Former winner Ben Kingsley has his supporters for a very powerful turn in the tragic “House of Sand and Fog,” while “Cold Mountain’s” absence from other key races probably dims second-time nominee Jude Law’s chances.

Kingsley, a U.K. native who just turned 60, is adept at playing characters of different nationalities. He’s gone Indian, of course, and won his actor Oscar in “Gandhi,” and was nominated for his turn as an American in “Bugsy.” (His third nomination came three years ago for “Sexy Beast.”)

“My portrait is of a Persian warrior for whom loss of face and honor is intolerably painful,” he says. “After losing so much, it’s very devastating for him to deal with.”

Law beat out bids for the nomination from such heavyweights as Tom Cruise, Jack Nicholson, Russell Crowe and well-noticed newcomers Paul Giamatti and Peter Dinklage.

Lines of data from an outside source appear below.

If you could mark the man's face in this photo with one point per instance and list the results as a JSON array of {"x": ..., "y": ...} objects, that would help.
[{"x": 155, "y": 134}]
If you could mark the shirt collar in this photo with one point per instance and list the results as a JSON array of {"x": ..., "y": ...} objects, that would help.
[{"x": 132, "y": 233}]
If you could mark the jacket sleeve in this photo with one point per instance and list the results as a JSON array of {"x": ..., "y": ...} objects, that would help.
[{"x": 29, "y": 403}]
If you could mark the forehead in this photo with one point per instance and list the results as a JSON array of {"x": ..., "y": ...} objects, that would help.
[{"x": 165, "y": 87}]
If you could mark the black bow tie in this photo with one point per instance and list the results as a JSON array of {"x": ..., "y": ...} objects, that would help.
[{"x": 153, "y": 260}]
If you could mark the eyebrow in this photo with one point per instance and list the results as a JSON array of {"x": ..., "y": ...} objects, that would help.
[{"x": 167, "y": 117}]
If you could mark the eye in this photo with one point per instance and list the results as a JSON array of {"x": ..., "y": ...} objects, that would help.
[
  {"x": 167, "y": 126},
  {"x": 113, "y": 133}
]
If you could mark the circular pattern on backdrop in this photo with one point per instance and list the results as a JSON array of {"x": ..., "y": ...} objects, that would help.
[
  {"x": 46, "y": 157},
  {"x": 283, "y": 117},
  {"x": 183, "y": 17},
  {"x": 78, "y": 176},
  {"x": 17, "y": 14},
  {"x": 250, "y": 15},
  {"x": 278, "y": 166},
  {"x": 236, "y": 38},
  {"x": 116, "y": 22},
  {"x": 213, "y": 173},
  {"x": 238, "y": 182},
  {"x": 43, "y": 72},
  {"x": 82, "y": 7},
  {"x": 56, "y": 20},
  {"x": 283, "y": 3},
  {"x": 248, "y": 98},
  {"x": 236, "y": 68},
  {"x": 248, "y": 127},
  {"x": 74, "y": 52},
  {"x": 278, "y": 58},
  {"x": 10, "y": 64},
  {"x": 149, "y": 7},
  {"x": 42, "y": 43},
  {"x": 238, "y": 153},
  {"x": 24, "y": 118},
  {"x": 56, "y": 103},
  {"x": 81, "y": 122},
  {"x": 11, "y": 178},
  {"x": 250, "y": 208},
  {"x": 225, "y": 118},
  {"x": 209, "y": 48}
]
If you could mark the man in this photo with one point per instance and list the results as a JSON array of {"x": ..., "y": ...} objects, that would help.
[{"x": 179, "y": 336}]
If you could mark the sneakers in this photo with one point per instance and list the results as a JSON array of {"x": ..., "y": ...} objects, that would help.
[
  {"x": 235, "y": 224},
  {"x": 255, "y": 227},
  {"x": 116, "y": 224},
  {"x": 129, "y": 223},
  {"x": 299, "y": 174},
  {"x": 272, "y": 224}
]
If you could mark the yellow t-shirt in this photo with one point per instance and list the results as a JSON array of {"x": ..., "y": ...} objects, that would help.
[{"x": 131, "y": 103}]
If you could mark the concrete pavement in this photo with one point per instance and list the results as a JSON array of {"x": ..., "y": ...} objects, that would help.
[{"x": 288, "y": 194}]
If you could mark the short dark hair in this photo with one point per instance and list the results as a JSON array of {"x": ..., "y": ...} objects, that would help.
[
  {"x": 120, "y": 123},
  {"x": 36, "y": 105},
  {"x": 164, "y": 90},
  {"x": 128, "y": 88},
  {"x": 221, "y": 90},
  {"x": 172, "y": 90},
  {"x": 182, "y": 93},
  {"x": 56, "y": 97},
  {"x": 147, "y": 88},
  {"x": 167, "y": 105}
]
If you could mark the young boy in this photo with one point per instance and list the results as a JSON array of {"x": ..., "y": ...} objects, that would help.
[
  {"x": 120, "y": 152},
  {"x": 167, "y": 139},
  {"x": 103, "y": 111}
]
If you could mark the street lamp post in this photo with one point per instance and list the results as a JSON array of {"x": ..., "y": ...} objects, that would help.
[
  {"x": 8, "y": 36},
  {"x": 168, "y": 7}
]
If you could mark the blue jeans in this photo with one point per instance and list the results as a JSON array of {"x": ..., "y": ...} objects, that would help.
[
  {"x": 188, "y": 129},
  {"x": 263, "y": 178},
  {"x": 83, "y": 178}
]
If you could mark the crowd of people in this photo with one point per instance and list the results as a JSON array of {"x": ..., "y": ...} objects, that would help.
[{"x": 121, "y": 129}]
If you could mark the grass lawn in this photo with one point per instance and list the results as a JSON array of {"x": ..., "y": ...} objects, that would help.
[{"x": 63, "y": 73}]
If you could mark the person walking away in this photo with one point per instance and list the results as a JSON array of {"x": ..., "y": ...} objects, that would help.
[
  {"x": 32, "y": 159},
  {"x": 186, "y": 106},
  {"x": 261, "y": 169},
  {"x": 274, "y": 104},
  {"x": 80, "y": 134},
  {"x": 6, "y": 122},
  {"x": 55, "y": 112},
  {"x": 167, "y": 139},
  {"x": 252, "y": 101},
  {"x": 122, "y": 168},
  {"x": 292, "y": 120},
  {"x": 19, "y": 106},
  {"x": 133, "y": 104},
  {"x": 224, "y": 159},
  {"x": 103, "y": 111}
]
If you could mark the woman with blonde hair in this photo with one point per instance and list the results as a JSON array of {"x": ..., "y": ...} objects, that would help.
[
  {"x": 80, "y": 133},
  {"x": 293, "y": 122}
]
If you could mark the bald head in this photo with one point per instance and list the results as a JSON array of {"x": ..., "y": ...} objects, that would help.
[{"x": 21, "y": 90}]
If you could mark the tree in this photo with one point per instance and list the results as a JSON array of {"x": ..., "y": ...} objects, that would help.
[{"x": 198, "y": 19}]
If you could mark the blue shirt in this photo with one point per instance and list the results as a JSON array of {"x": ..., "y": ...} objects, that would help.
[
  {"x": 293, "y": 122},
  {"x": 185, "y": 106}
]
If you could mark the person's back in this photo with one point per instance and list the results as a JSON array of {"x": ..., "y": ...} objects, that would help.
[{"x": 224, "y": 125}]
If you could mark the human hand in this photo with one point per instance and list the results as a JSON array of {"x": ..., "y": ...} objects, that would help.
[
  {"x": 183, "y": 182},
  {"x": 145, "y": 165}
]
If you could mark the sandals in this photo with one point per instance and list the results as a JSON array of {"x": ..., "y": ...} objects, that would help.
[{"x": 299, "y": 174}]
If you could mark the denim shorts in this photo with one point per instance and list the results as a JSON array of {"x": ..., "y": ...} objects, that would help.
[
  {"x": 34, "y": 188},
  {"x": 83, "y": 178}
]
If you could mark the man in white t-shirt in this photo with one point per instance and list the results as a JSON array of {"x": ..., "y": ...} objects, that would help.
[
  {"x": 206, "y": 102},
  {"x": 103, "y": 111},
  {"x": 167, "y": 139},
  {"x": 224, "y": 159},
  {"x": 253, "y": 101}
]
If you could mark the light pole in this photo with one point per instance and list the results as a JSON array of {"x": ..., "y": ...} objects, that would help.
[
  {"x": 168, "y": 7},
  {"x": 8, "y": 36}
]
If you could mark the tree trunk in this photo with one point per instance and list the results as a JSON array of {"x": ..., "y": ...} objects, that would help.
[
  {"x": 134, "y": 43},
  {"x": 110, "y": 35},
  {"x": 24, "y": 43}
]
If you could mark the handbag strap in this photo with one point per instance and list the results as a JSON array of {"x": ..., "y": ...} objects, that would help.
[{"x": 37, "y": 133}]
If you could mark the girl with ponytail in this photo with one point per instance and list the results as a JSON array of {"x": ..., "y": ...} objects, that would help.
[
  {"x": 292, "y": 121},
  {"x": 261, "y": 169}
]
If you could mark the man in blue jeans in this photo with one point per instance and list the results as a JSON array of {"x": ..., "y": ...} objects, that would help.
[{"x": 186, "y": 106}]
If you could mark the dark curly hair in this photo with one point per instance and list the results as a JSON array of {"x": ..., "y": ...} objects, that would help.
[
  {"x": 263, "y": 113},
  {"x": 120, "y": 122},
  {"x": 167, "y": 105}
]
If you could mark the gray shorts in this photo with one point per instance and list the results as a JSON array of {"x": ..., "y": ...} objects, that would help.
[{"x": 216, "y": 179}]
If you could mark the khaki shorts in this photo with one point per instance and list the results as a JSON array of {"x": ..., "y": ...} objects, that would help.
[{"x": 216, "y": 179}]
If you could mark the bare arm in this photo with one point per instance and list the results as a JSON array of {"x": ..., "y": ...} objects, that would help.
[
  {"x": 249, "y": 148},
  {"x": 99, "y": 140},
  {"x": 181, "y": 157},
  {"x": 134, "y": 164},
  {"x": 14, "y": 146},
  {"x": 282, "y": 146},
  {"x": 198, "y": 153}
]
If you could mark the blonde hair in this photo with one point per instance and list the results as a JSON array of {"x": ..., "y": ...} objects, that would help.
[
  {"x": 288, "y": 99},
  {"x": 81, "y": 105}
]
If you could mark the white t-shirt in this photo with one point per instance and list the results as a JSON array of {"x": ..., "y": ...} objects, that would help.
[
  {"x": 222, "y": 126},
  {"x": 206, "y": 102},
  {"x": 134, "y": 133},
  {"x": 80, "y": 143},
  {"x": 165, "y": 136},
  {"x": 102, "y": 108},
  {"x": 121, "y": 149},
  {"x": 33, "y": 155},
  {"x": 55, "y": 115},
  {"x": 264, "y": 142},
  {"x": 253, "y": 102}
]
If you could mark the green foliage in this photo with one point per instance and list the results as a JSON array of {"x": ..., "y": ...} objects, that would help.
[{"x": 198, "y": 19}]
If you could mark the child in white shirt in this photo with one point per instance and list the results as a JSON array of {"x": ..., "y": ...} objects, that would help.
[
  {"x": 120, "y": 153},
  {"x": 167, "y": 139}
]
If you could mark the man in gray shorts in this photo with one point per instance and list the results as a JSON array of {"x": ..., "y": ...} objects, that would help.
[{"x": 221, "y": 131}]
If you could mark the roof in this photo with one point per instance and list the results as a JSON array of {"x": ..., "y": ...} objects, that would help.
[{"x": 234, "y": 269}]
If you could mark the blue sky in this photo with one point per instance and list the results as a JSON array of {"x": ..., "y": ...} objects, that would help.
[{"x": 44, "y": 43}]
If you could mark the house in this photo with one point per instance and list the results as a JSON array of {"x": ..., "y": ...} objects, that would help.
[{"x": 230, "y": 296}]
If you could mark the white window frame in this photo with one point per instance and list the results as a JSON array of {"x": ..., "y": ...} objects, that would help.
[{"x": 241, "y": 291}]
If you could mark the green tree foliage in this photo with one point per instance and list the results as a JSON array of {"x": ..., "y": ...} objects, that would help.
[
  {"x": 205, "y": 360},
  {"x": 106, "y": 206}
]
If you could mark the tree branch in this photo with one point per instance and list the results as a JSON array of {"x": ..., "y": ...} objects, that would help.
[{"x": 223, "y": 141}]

“Cold Mountain,” Law says, “has to me been a kind of watershed in terms of carrying a film, but also acknowledging the responsibility that is to do with taking the film into the public arena.”

Oscar pedigree

Johnny Depp’s wild man perf and lack of previous Academy Award experience makes sizing up his Oscar chances difficult.

His perfs in films “What’s Eating Gilbert Grape” and “Donnie Brasco” showed the range of his talent, but his over-the-top turn in “Pirates of the Caribbean: The Curse of the Black Pearl” is not the usual thing the Academy rewards.

Yet, the daring, unusual performance in the sort of summer blockbuster that rarely gets acting noms could work in his favor.

Ben Kingsley is well-known to the Academy, having won in this category for “Gandhi” and been nommed twice in the supporting field. Kingsley’s quietly intense performance follows up his nominated turn as a profane and violent thug in “Sexy Beast” (2001).

But as dark as “Sand and Fog” is, Sean Penn ventures into the darkest territory of the noms in “Mystic River.” The thesp has three previous noms and is well known to the Acad. But while he is greatly admired, he has been hurt in the past by his unwillingness to campaign for the trophy. That aside, the buzz surrounding “Mystic River” may finally be too loud for the Acad to ignore.

Comedy roles have never done well at winning the trophy, but given that Bill Murray is a first-time nom for “Lost in Translation” may prompt the Acad to feel this could be its only chance to recognize him.

Jude Law gets his first actor nom after one for supporting (“The Talented Mr. Ripley”). Both are for films he did with director Anthony Minghella. His character is one of the most well-rounded of the bunch, but that normalcy could hurt him, as the Acad often honors showier roles.